The enforcement of trademark infringement crimes is not exofficio in Turkey. In other words, trademark owners have to file a criminal complaint to start criminal IP proceedings for each and every case. Thus trademark owners have to take into consideration beforehand, all possible risks that might occur in a worst case scenario, especially counterclaims which could include damages figures put forward by infringers if no fake products can be seized during an actual raid or even worse, if original products are seized during a raid instead of fakes.

A strategic approach to being prepared for such circumstances would be collecting all available concrete pieces of evidence relating to the criminal activity during the investigation phase, especially official ones such as notarised undercover test purchases etc. if it would not be possible to conduct a purchase with an invoice or a receipt which includes a clear definition of the fake products.

The recent ruling of the Court of Appeals which points out that “a person, the criminal IP case of whom was found groundless, would himself be considered to have created unfair competition” is a clear message for brand owners to take such incidents more seriously than ever.

In this specific case, the brand owner filed a criminal complaint and had a seizure conducted at the suspect’s address. The court appointed expert determined that the seized products were originals. Upon his acquittal, the suspect started civil proceedings against the brand owner asking for a ruling of unfair competition, in addition to a claim for damages. The local court found the brand owner’s acts an exercise of legal rights and dismissed all claims. However, the Court of Appeals overturned that decision, pointing out that the criminal complaint was not filed in good faith and its filing constituted excessive use of rights and thus, should be construed contrary to the rule of honesty. The Court of Appeals added that the brand owner could have taken alternative ways (e.g. filing a civil case) without leaving the plaintiff under the stress of criminal consequences and decided to overturn the dismissal decision which was rendered by the local court.

This recent precedent emphasises the importance of having all available concrete pieces of evidence at hand prior to starting criminal proceedings as well as how crucial the expert’s examinations can be in criminal proceedings. Moreover, brand owners could expect more compensation claims to be filed by suspects with whom they have had similar experiences before. This decision may also affect pending cases started after unsuccessful criminal raids, as the local courts might be more inclined to accept this type of claims in favour of suspects in the future.
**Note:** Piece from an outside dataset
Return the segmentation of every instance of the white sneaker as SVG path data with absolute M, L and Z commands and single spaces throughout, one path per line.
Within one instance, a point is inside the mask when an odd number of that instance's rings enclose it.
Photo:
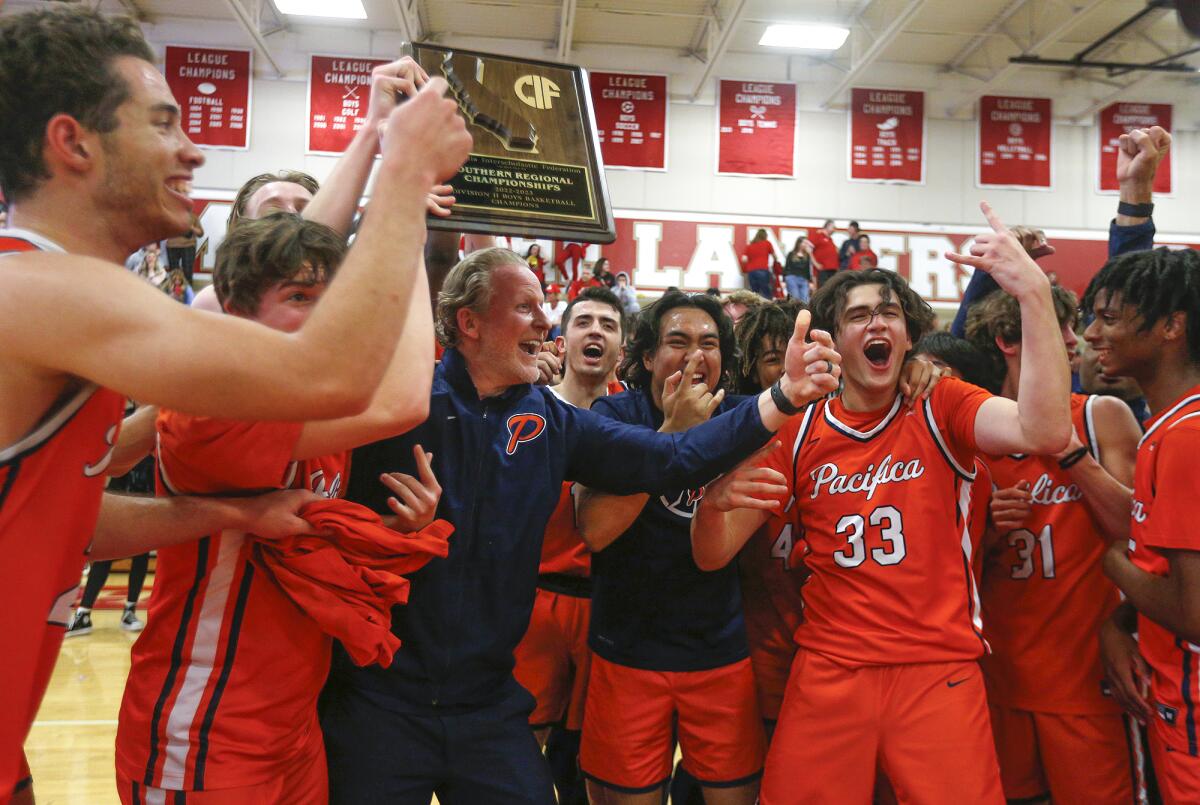
M 139 632 L 145 627 L 146 625 L 138 618 L 137 609 L 125 607 L 125 614 L 121 615 L 121 629 L 127 632 Z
Thus, brand owners not only should collect all available concrete pieces of evidence as to criminal activities prior to filing criminal complaints (such as notarised test purchases) but also try their best to conduct raids with the help of an expert so that they could reduce such risks and make sure that fake products are actually seized during the raid. For instance, even if no fake products can be found during the raid, a recent notarised test purchase proving that the infringer had sold a fake product which is also sealed and attached to that purchase’s minutes by the notary, would surely justify the raid conducted by the brand owner and block any counterclaim filed by the suspect.

Finally, it is advisable to use criminal IP litigation against identical infringements and civil IP litigation for matters that include a simpler level of similarity.